HELP ! DC link capacitor sizing

[Electro nS]

for H bridge motor controller
how do u design your DC link capacitors :
according to this article :

https://www.google.com/?gws_rd=ssl#q=is1.3.2.pdf

use maximum allowble voltage ripple to find C , and then the current ripple from L and f and Vbus , then we get capacitor current rating.

if i apply those values i come up with non sense numbers :

The controller maximum current is 50A , 25A continous , motor inductance is 100uH , voltage is 25v f =16khz .
Current ripple= 0.25*vbus/f*L=0.25*25/16k*100u= 3.9 Apeak.. = 1.4 Arms !!! very low number !!

and using allowble voltage ripple of 1% , capacitance is about : C=Vbus/(32*L*deltaV*f*f)= 120uF
is this type of calculation valid ??
i usually find >>1000uF in similar controllers operated from battery offcourse.

 

[schmitt trigger]

"and using allowble voltage ripple of 1% , capacitance is about : C=Vbus/(32*L*deltaV*f*f)= 120uF
is this type of calculation valid ?? "

Simple answer: no

For most capacitors in these applications, the limiting factor is the self-heating due to the ESR * I ripple^2.

Capacitor manufacturer's provide maximum ripple requirements.
Even then, good engineering practice dictates that one significantly de-rates this maximum level. This to have a long service life, specially if the drive is to be used on harsh environments.

Additional consideration for battery-power applications may dictate that one increases this value even further. Why? Because batteries can become expensive replacements, and again self heating due to ripple is a life-reducing contributor.

 

[Electro nS]

"and using allowble voltage ripple of 1% , capacitance is about : C=Vbus/(32*L*deltaV*f*f)= 120uF
is this type of calculation valid ?? "

Simple answer: no

For most capacitors in these applications, the limiting factor is the self-heating due to the ESR * I ripple^2.

Capacitor manufacturer's provide maximum ripple requirements.
Even then, good engineering practice dictates that one significantly de-rates this maximum level. This to have a long service life, specially if the drive is to be used on harsh environments.

Additional consideration for battery-power applications may dictate that one increases this value even further. Why?

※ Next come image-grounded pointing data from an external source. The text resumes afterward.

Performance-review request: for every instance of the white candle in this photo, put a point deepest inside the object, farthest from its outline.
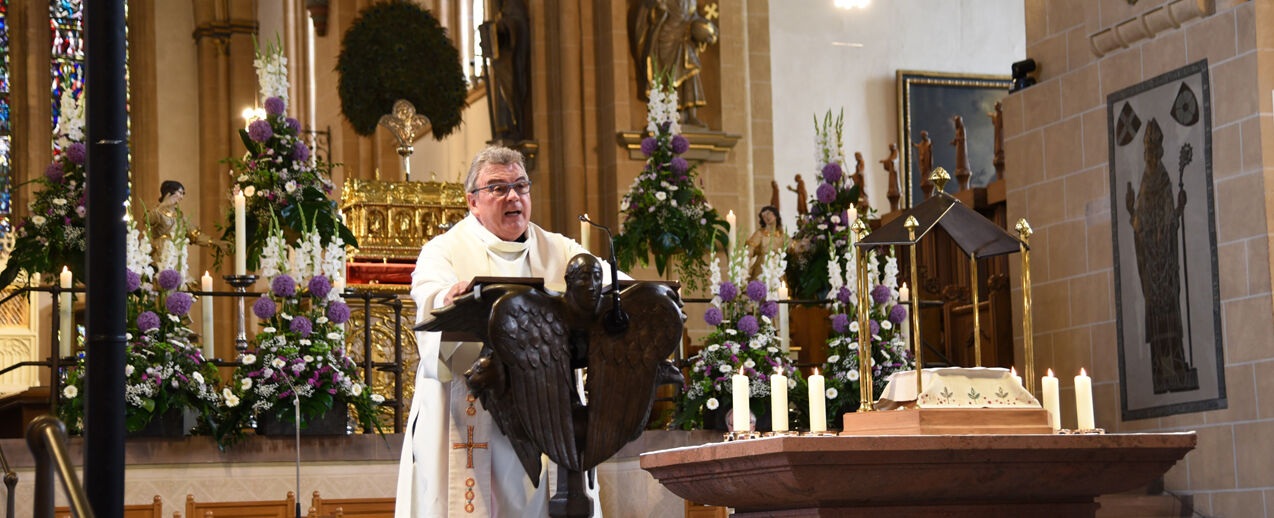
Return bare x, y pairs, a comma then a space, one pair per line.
207, 303
742, 413
779, 401
817, 404
68, 323
1049, 385
240, 239
1084, 401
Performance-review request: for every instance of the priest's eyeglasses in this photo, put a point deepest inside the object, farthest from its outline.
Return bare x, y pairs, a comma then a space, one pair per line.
501, 190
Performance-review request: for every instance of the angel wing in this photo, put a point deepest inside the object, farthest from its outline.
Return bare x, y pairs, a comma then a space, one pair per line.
623, 368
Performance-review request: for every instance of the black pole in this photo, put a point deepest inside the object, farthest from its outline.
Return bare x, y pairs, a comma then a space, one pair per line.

Because batteries can become expensive replacements, and again self heating due to ripple is a life-reducing contributor.

what about ripple current , how to know how to get the ripple current of my circuit ? is the formula correct ??

 

[mtwieg]

You haven't specified what kind of motor you're driving, or what its ratings are. Also any DC-DC converter feeding the DC link will also contribute to ripple current.

 

[D.A.(Tony)Stewart]

DC Link Caps supply the impulse currents created by the step load voltage.
The max Current is a result of the total Effective Series Resistance (ESR) including Cap, Bridge and load coil resistance.

Thus the %ripple on the DC link is just the ratio of the Cap. ESR to the total ESR for switching of V+.
Normally for low supply ripple of 1%, the Cap ESR =1% of the load ESR.
This assumes the ESR of the regulated supply is also <1% given by the step load response as this is part of the loop.

Considering most motors have a stall (Max) current = 8x RMS current.

If the controller can only handle 2x the continuous Amps, then a series resistance or a soft start by design ought to be considered.

Batteries can be modelled by a very large capacitance, with ESR, and some ESL

 

[Electro nS]

You haven't specified what kind of motor you're driving, or what its ratings are. Also any DC-DC converter feeding the DC link will also contribute to ripple current.

pmdc motor , 400w rating , i have specifed that the power is supplied from batteries in the last sentence of my post ..

still no commented on the formula that is used to detect the ripple current from the switching of the motor /// "Current ripple= 0.25*vbus/f*L " is it right ??